New clock speeds
The most prominent change between the RADEON 9800 PRO and the RADEON 9700 PRO are the clock speed improvements. Core clock frequency jumps from 325MHz in RADEON 9700 PRO, to 380MHz in RADEON 9800 PRO. This enhancement was made possible by optimizations to the core’s internal structure. Timings have been improved while signal integrity has been increased, allowing the core to scale to higher clock speeds without excessive noise and heat.
Meanwhile, memory has been boosted from 310MHz to 340MHz in the case of the 128MB 9800 PRO. To account for the additional latency of its larger frame buffer, the 256MB RADEON 9800 PRO variant utilizes 350MHz DDR2 memory. Altogether, these changes boost fill-rate by 14% while memory bandwidth jumps from 19.8GB/sec in RADEON 9700 PRO to 21.8GB/sec in RADEON 9800 PRO (22.4GB/sec on the 256MB card).
Besides the clock frequency changes, ATI has also made improvements to its pixel-shading engine, occlusion culling technology, and the memory controller itself. We’ll start with the updated pixel-shading engine, dubbed SMARTSHADER 2.1.
The key addition to the RADEON 9800 PRO’s pixel shading prowess is the new F-buffer present in SMARTSHADER 2.1. The F-buffer works like a form of cache memory, storing pixels that require multiple passes rather than writing them out to the frame buffer each time. This feature in particular was meant to address the shortcomings of RADEON 9700’s instruction length. With RADEON 9700 limited to 64 instructions, some complex shader effects required the pixel shading engine to make multiple passes. While this produced lifelike images, performance is crippled in the process. The F-buffer eliminates some of the redundancy from the graphics pipeline, saving time and reducing memory bandwidth requirements.
ATI also likes to point out that the F-buffer allows them to support fragment shader programs of unlimited length.
HYPERZ is the term ATI uses for its occlusion culling technology, meant to prevent the graphics core from rendering objects that are hidden from the end user’s view. For example a poster placed on a wall, rather than rendering the entire wall and the poster, with HYPERZ the graphics core only renders the visible area of the wall as well as the poster, the area behind the poster is not rendered, making more efficient use of the graphics core and more importantly, its precious memory bandwidth.
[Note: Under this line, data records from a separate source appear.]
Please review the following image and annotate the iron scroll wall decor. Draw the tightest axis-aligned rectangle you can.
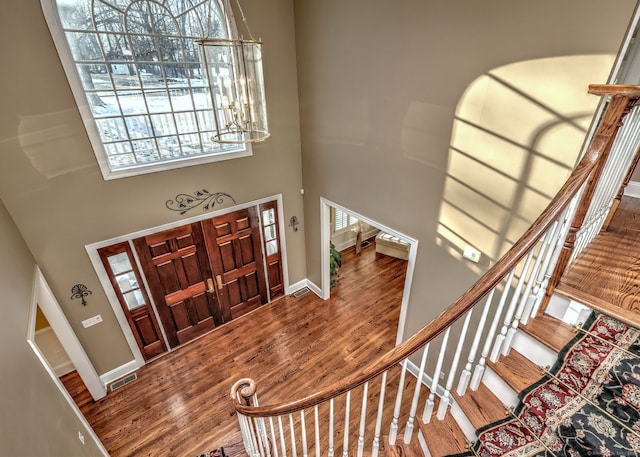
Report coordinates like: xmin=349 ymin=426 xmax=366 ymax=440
xmin=71 ymin=284 xmax=92 ymax=306
xmin=165 ymin=189 xmax=236 ymax=214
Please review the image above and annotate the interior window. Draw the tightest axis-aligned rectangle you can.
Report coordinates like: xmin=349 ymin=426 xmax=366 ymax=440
xmin=44 ymin=0 xmax=251 ymax=179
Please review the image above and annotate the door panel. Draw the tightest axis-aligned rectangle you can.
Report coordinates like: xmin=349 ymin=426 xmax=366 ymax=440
xmin=133 ymin=223 xmax=221 ymax=347
xmin=202 ymin=208 xmax=267 ymax=322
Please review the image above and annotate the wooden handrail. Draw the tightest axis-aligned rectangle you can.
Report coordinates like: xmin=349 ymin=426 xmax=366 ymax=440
xmin=232 ymin=85 xmax=640 ymax=417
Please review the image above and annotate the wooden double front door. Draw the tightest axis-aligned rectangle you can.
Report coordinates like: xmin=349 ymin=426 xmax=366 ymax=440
xmin=101 ymin=202 xmax=283 ymax=359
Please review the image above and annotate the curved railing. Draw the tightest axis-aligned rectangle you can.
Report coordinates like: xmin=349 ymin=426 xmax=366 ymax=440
xmin=231 ymin=85 xmax=640 ymax=457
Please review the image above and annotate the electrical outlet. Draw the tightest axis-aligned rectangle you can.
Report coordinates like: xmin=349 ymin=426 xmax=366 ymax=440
xmin=82 ymin=314 xmax=102 ymax=328
xmin=462 ymin=246 xmax=480 ymax=263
HYPERZ III+ maintains the 24:1 lossless Z-buffer compression, Fast Z-buffer clear and 3-level Hierarchical Z-buffer first introduced in RADEON 9700, and adds an enhanced Z cache that has been optimized to work better with stencil buffers. This addition is meant to enhance RADEON 9800 PRO’s performance with next generation games that will use real-time shadow volumes extensively. Doom III is the most notable example.
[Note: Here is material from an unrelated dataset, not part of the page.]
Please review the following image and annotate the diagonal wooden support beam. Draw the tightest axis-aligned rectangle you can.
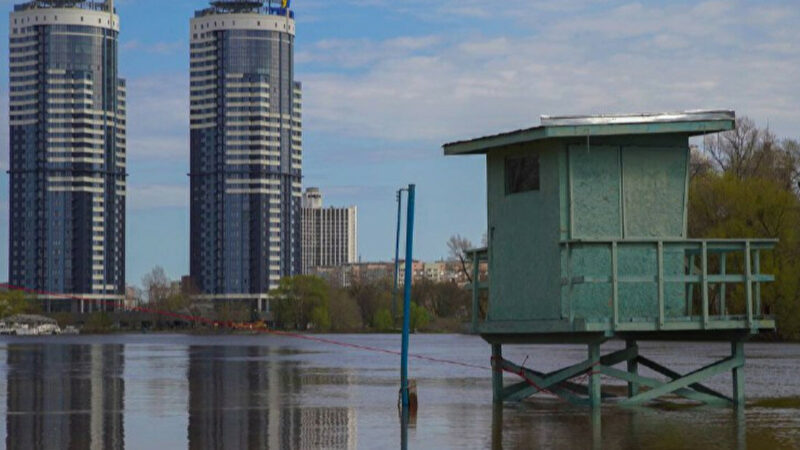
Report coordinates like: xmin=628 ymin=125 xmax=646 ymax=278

The final piece to the RADEON 9800 puzzle is its enhanced memory controller. If you recall, the RADEON 9700 core utilized four 64-bit memory controllers. Each of the controllers can be simultaneously writing data to memory, or reading data back into the graphics processor. RADEON 9800 PRO’s controller has been optimized for greater efficiency, resulting in greater performance in 4x and especially 6x AA modes.